Mental Health Services Absent for Traumatized South Sudanese

Reading audio



August 21, 2012

JUBA, South Sudan — South Sudan emerged as a nation in July 2011 after almost five decades of civil war with the north. But despite its bloody history, the country does not have a single psychiatrist and no option but to sedate or imprison the masses suffering from post-war trauma.

At Juba’s military hospital, the walking wounded often have scars that cannot be seen.

Psychologist Amasi Ibrahim Adam says that she sees many fighters with post-traumatic-stress disorder.

“Most of the cases are suicide. Soldiers shoot themselves with a gun and it’s a problem, because they are ignorant of mental illness and there are no services to console them,” Adam said.

Surgeon and director of the military hospital, Peter Ajak Bullen,says that some patients like William, who was bombed on the front lines in April, are brought in by family members.
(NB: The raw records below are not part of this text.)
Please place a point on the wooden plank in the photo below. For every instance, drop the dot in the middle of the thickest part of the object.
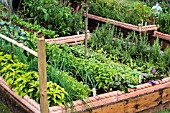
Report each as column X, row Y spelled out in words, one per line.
column 19, row 45
column 42, row 75
column 166, row 95
column 112, row 108
column 143, row 102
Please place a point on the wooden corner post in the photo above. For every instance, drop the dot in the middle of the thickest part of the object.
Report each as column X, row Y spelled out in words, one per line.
column 42, row 75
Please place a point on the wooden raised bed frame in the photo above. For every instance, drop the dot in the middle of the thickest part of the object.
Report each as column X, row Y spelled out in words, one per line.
column 145, row 98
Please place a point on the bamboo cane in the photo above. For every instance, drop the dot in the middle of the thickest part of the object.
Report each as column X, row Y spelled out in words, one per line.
column 20, row 45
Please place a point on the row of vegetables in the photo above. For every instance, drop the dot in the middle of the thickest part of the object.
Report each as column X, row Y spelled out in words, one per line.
column 61, row 20
column 110, row 64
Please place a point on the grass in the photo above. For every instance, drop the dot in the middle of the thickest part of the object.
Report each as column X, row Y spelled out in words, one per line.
column 4, row 108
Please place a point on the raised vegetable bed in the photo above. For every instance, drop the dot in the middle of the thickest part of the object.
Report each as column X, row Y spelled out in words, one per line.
column 145, row 98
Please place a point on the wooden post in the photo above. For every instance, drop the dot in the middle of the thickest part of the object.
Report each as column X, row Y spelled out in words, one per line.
column 86, row 29
column 42, row 75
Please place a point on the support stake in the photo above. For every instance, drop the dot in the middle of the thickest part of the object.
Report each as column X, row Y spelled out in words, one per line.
column 42, row 75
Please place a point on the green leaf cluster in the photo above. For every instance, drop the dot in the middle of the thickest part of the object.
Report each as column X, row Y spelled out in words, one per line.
column 54, row 16
column 25, row 82
column 95, row 74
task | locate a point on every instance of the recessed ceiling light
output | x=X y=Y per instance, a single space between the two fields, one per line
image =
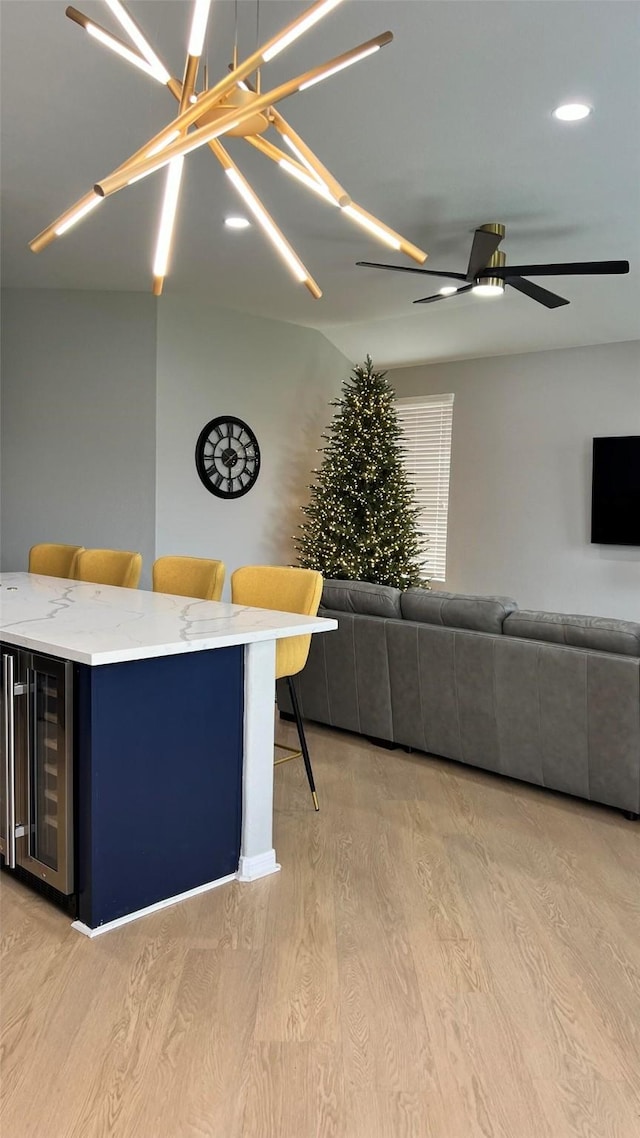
x=572 y=112
x=489 y=289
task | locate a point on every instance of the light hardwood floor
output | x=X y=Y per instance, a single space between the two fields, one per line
x=444 y=955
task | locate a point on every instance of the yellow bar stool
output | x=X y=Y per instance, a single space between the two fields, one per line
x=287 y=591
x=54 y=560
x=189 y=577
x=109 y=567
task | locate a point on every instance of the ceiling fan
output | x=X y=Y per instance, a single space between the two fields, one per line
x=487 y=273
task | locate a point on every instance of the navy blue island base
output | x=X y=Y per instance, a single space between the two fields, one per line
x=158 y=778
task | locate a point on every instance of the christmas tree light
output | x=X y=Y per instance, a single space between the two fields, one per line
x=361 y=520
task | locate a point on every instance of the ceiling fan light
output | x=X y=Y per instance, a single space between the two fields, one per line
x=489 y=288
x=572 y=112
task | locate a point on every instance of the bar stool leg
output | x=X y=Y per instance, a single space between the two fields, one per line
x=304 y=748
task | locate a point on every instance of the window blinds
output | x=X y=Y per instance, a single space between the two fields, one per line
x=426 y=426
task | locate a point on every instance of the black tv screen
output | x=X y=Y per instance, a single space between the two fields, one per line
x=615 y=496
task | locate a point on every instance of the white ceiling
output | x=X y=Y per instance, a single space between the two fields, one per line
x=445 y=129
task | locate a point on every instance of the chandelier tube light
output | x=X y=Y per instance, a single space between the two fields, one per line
x=231 y=105
x=298 y=27
x=119 y=179
x=167 y=221
x=139 y=39
x=265 y=221
x=301 y=149
x=112 y=41
x=78 y=212
x=194 y=50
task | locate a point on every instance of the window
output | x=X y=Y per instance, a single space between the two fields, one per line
x=426 y=423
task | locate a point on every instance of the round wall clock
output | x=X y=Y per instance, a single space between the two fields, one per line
x=227 y=456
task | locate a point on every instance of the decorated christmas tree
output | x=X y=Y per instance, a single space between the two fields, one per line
x=361 y=521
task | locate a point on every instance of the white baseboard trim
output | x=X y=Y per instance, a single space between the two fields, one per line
x=80 y=926
x=261 y=865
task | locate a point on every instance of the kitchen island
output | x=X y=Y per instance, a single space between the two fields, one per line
x=173 y=707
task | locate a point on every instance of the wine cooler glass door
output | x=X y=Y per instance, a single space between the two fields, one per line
x=48 y=849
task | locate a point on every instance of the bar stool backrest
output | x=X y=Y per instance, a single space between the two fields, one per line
x=109 y=567
x=189 y=577
x=286 y=590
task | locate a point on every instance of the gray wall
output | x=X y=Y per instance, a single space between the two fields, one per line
x=520 y=473
x=79 y=430
x=277 y=377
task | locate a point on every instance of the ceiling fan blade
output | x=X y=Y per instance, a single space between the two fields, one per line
x=483 y=248
x=441 y=296
x=571 y=269
x=542 y=295
x=409 y=269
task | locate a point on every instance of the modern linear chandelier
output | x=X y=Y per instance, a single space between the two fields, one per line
x=234 y=106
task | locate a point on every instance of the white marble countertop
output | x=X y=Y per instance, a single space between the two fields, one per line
x=100 y=624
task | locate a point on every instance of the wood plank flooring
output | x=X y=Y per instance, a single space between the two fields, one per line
x=444 y=955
But he says other traumatized soldiers can often go on the rampage to maim and kill others.

“A soldier getting, shooting his colleagues is common, just common. Shooting in the air, shooting civilians, is common. Being violent to civilians also is common, especially for the soldiers, who have just come out of war. It’s a common scene. In the frontline, when we go and visit, you see that there are so many cases of a colleague shooting a colleague. Just because of depression,” Bullen said.
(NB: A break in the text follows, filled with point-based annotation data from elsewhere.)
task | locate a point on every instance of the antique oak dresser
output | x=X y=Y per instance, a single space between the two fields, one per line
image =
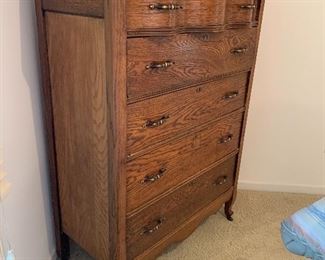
x=145 y=105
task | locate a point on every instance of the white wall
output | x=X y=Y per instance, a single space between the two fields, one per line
x=27 y=206
x=285 y=139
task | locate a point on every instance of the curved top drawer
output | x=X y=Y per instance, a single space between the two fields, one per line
x=168 y=15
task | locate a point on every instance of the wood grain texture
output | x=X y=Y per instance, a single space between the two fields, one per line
x=115 y=46
x=181 y=159
x=193 y=13
x=196 y=57
x=61 y=240
x=229 y=204
x=235 y=14
x=80 y=7
x=185 y=229
x=209 y=14
x=177 y=207
x=77 y=67
x=185 y=109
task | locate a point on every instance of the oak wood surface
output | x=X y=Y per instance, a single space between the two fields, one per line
x=188 y=14
x=115 y=53
x=185 y=229
x=236 y=14
x=79 y=7
x=177 y=207
x=80 y=123
x=98 y=93
x=230 y=203
x=61 y=240
x=196 y=57
x=181 y=159
x=183 y=110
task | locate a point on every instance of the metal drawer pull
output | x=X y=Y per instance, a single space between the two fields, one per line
x=239 y=50
x=150 y=230
x=222 y=180
x=155 y=177
x=155 y=123
x=160 y=65
x=248 y=6
x=167 y=7
x=226 y=139
x=231 y=95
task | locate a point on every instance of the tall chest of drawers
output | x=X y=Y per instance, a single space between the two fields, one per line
x=145 y=106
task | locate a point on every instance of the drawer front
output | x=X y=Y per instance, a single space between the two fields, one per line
x=154 y=222
x=159 y=64
x=241 y=11
x=167 y=166
x=160 y=118
x=152 y=15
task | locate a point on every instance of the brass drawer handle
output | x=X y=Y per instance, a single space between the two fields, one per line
x=231 y=95
x=149 y=230
x=248 y=6
x=226 y=139
x=160 y=65
x=239 y=50
x=155 y=123
x=165 y=7
x=155 y=177
x=221 y=180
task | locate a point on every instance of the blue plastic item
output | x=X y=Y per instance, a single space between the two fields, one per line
x=304 y=232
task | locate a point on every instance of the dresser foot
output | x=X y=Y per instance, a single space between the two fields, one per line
x=228 y=211
x=64 y=251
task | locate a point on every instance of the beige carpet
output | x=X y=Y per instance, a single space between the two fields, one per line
x=254 y=234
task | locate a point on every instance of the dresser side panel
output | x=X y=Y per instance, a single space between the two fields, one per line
x=76 y=49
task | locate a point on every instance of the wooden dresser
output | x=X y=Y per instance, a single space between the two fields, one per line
x=145 y=105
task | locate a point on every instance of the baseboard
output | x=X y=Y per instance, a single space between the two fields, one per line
x=292 y=188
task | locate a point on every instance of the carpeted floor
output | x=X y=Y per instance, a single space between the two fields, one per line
x=254 y=234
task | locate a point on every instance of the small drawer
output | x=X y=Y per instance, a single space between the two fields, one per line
x=160 y=64
x=148 y=15
x=166 y=167
x=165 y=14
x=163 y=117
x=241 y=11
x=147 y=227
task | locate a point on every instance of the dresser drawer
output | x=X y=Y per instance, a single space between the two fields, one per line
x=167 y=166
x=241 y=11
x=151 y=15
x=160 y=118
x=158 y=64
x=150 y=225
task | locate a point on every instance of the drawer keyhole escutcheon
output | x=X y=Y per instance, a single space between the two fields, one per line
x=160 y=64
x=151 y=229
x=154 y=177
x=156 y=123
x=231 y=95
x=239 y=50
x=221 y=180
x=165 y=7
x=226 y=139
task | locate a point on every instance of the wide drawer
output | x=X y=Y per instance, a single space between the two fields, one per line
x=160 y=118
x=171 y=164
x=159 y=64
x=154 y=222
x=151 y=15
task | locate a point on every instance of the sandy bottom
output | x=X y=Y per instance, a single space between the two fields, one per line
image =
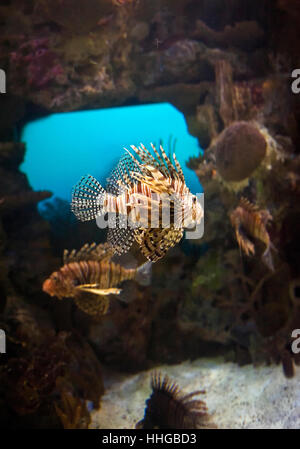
x=236 y=397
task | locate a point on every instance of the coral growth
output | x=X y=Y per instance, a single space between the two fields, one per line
x=239 y=151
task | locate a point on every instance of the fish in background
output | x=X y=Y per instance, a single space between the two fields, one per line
x=90 y=270
x=143 y=188
x=250 y=221
x=169 y=408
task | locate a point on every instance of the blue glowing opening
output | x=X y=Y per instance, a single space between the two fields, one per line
x=65 y=146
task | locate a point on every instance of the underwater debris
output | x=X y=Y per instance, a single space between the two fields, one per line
x=90 y=270
x=169 y=408
x=239 y=150
x=246 y=35
x=73 y=412
x=248 y=217
x=148 y=193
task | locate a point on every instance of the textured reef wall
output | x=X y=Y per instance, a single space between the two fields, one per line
x=229 y=71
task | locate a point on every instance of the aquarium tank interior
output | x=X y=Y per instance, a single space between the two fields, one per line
x=149 y=215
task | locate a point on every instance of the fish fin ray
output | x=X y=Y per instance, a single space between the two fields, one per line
x=120 y=237
x=87 y=198
x=155 y=242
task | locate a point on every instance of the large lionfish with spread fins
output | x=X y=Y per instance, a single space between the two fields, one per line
x=90 y=270
x=149 y=199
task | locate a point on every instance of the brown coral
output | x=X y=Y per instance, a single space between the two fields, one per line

But although the hospital has bigger and better facilities than the public hospital, it has to deliver patients who do not respond to counseling and sedation there.

But at a 12-bed ward in the corner of Juba Teaching Hospital, psychologist George Wani, says he has no choice but to keep patients sedated for want of psychiatric drugs.
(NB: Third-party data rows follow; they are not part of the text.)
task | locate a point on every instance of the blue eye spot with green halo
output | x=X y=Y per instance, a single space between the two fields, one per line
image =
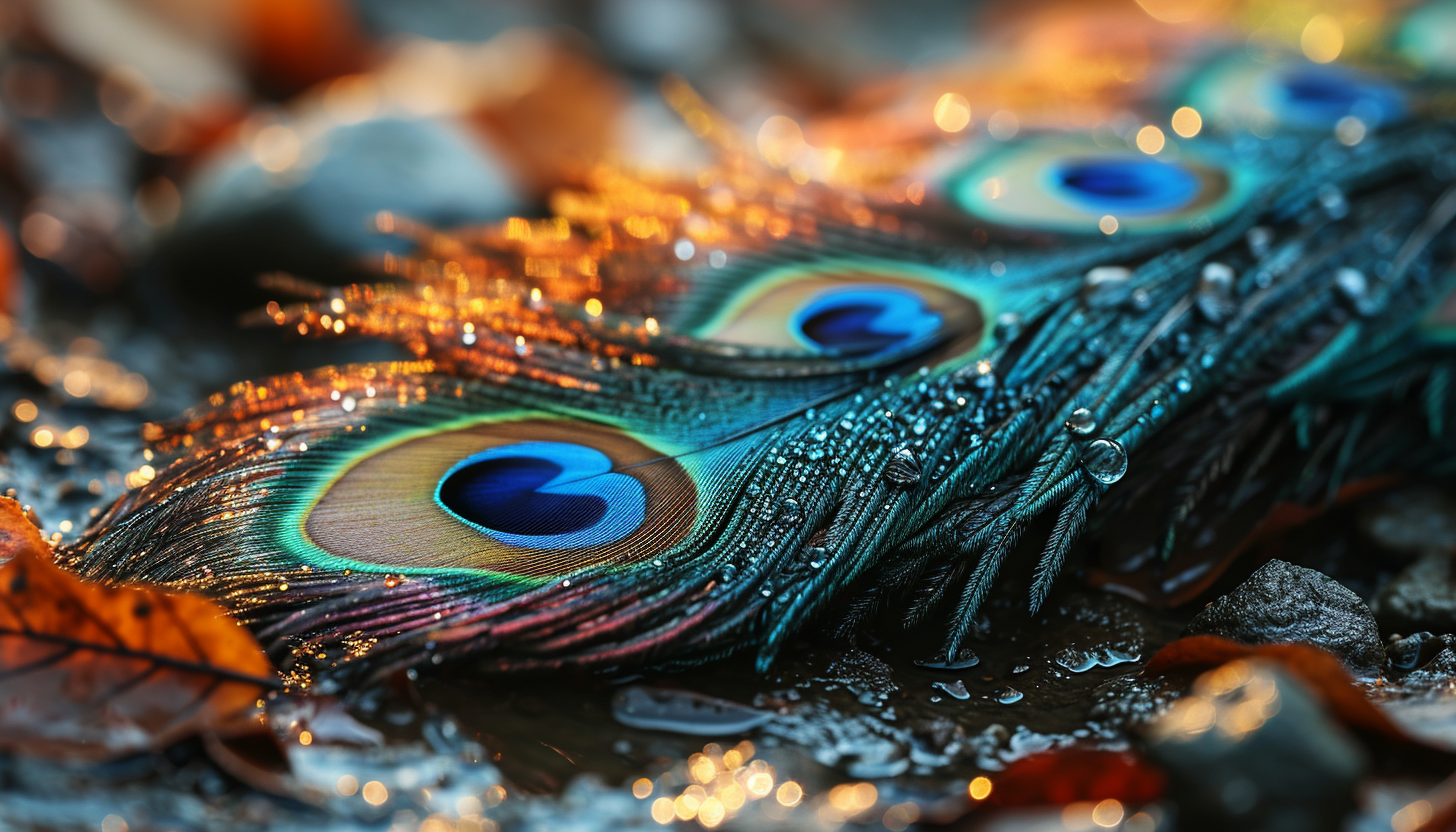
x=858 y=309
x=1069 y=184
x=543 y=494
x=1242 y=93
x=1123 y=185
x=1319 y=95
x=517 y=496
x=864 y=319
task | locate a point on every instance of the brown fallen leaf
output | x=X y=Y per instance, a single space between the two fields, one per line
x=98 y=672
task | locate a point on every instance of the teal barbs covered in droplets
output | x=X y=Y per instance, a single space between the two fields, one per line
x=620 y=449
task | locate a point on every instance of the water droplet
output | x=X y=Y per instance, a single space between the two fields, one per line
x=1081 y=421
x=1353 y=284
x=789 y=510
x=1215 y=296
x=904 y=468
x=1107 y=286
x=1105 y=459
x=1008 y=695
x=964 y=657
x=1332 y=200
x=1260 y=239
x=955 y=688
x=1076 y=660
He has to use what little tranquilizers are available to calm patients down and that, if that doesn’t work, he has to send patients to Juba’s prison.

“The sanitarium of Juba is inside the prison. We are not intending to admit the mentally sick in the prison, but we are obliged and we have no alternative. As in an open space, the patient would be very destructive and harmful to others, very violent, aggressive and people outside cannot even right [correct] the situation,” Wani said.

South Sudan Deputy Minister of Health Yatta Lori Lugor says that the country has so many competing needs that the means to help the traumatized are just not there.

“Many of our people don’t know about these mental disorders, except when things come bizarre, like for example they see someone walking naked and then they conclude that this person is mentally sick. But otherwise they cannot diagnose early cases of mental disorder,” Lugor said.

But until the hospital gets proper psychiatric drugs, staff and facilities, South Sudan’s mentally ill will remain sedated or shackled.